Pertenezco a una gran familia, que, según los datos constatados en los documentos de la iglesia que lo justifican, vivían en casasuertes desde los años más o menos 1777. Mis Tatarabuelos Paternos y Maternos, Bisabuelos Paternos y Maternos, Abuelos Paterno y Maternos, vivieron en Casasuertes. Mis Padres : Bonifacio Reyero Riaño y Marcelina Díez Rodríguez. Vivieron siempre en Casasuertes en esta casa hasta que se vieron obligados a irse a Madrid. Nací dentro de una familia numerosa de 15 hermanos, en la actualidad vivimos doce, nos dejaron Rosario, Jesús y Justo.

Zacarías Reyero Díez Riaño Rodríguez. ( 26/05/1928). Jesús Reyero Díez Riaño Rodríguez .( 04/01/1930). Daniel Reyero Díez Riaño Rodríguez. ( 11/12/1932). Marino Reyero Díez Riaño Rodríguez. (26/01/1934). Cristina Reyero Díez Riaño Rodríguez. (18/07/1936). Carmen Reyero Díez Riaño Rodríguez. (14/06/1938). Idelfonso Reyero Díez Riaño Rodríguez. (23/01/1943). Angelines Reyero Díez Riaño Rodríguez. (02/09/1941). Avelina Reyero Díez Riaño Rodríguez. (10/11/1942). Antonio Reyero Díez Riaño Rodríguez. (07/06/1944). Justo Reyero Díez Riaño Rodríguez. (10/11/1945). Marcelina Reyero Díez Riaño Rodríguez. ( 08/10/1947). Rosario Reyero Díez Riaño Rodríguez. (07/10/1949). Rosalía Reyero Díez Riaño Rodríguez. (16/01/1951). Faustina Reyero Díez Riaño Rodríguez. (18/09/1953

De mi infancia tengo pocos recuerdos y los que tengo son agradables. He sido una niña feliz, y sobretodo, muy traviesa y tremendamente curiosa. No tengo traumas de la niñez, quizás porque era una niña muy protegida por tantos.
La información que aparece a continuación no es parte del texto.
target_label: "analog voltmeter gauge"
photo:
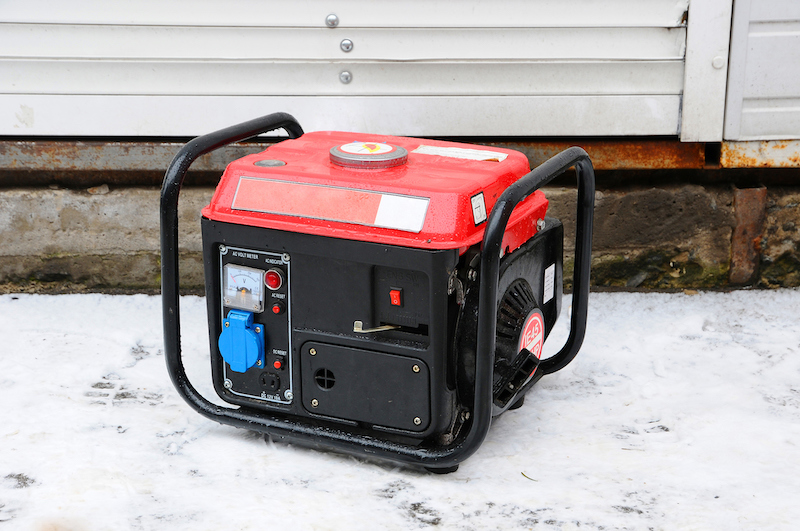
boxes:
[222,264,265,313]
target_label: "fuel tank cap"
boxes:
[331,142,408,169]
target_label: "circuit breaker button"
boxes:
[389,289,403,306]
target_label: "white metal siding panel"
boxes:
[725,0,800,140]
[681,0,733,142]
[0,0,688,28]
[0,0,697,136]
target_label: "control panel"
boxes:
[217,245,294,404]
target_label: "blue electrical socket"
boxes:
[217,310,265,372]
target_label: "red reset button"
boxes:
[389,289,403,306]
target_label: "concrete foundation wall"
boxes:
[0,185,800,292]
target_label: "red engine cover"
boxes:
[203,132,547,252]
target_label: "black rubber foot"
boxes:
[425,465,458,474]
[508,396,525,411]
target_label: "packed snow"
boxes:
[0,290,800,531]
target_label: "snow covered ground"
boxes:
[0,290,800,531]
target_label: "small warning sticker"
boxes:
[339,142,397,155]
[517,310,544,358]
[470,192,486,225]
[542,264,556,304]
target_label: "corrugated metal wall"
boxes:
[725,0,800,140]
[0,0,688,136]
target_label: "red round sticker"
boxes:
[517,310,544,359]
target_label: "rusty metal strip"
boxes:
[486,138,705,170]
[0,138,705,186]
[720,140,800,168]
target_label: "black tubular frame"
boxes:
[161,113,594,470]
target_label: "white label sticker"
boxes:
[412,145,508,162]
[470,192,486,225]
[542,264,556,304]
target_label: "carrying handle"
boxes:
[161,112,303,403]
[161,113,594,470]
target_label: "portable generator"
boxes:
[161,113,594,472]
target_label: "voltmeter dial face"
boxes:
[222,264,265,313]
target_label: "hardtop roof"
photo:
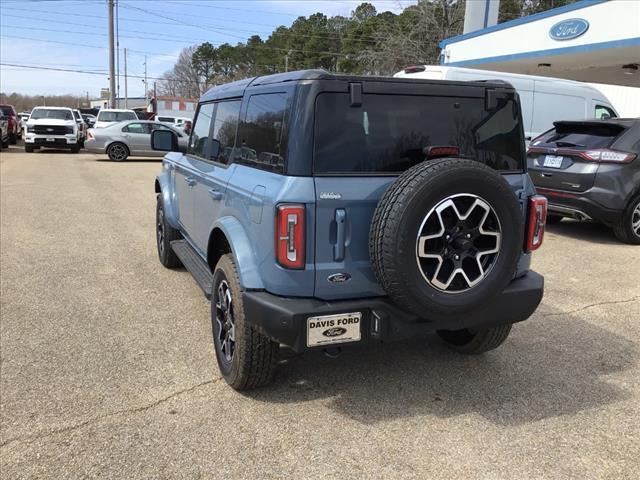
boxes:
[200,70,513,102]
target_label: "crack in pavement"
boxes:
[0,377,222,448]
[542,295,640,318]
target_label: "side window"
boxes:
[596,105,617,119]
[187,103,215,158]
[211,100,242,164]
[122,123,149,133]
[234,93,287,172]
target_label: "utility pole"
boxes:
[108,0,116,108]
[115,0,120,108]
[124,47,129,108]
[144,55,149,107]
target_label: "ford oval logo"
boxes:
[322,327,347,337]
[327,273,351,283]
[549,18,589,40]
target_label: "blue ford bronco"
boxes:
[151,70,547,390]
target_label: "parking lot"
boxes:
[0,146,640,479]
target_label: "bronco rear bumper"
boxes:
[243,271,544,352]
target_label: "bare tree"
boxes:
[158,46,205,98]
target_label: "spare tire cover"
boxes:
[369,158,524,320]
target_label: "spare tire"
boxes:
[369,158,524,321]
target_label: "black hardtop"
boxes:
[200,70,515,102]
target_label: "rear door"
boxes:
[192,100,242,254]
[313,87,524,299]
[527,122,624,192]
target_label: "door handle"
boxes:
[333,208,347,262]
[209,188,223,200]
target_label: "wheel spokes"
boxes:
[416,194,501,291]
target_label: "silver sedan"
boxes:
[84,120,189,162]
El que me llame como mi madre, le gustaba a ella contarme, que cuando nací tenia una cara rellenita y con bastante peso, al verme mi padre le dijo : " Marcelina ésta se va a llamar como tú ". A ella la llamaban Marcela y a mi Marce. Todos los días le llevaba el periódico que llegaba a casa de mi Padre que era alcalde a D. Joaquín el Maestro que se hospedaba en casa de Tío Pedro. En la escuela me pasaba muchos ratos de rodillas con dos libros sujetándolos con la mano, acompañada casi siempre por mi prima Nati. El profesor era muy severo y estricto, pero más temía que se ausentara porque le remplazaba mi hermano Zacarías y entonces no podía extralimitarme. A la escuela no se podía faltar; era una institución seria. Mi tío Marcelino mandaba material para la Escuela. Las nevadas, que eran grandes, tampoco impedían asistir a clase.Era sagrado los niños teníamos claro que a la escuela y a la misa no se podía faltar. Todos los niños asistían.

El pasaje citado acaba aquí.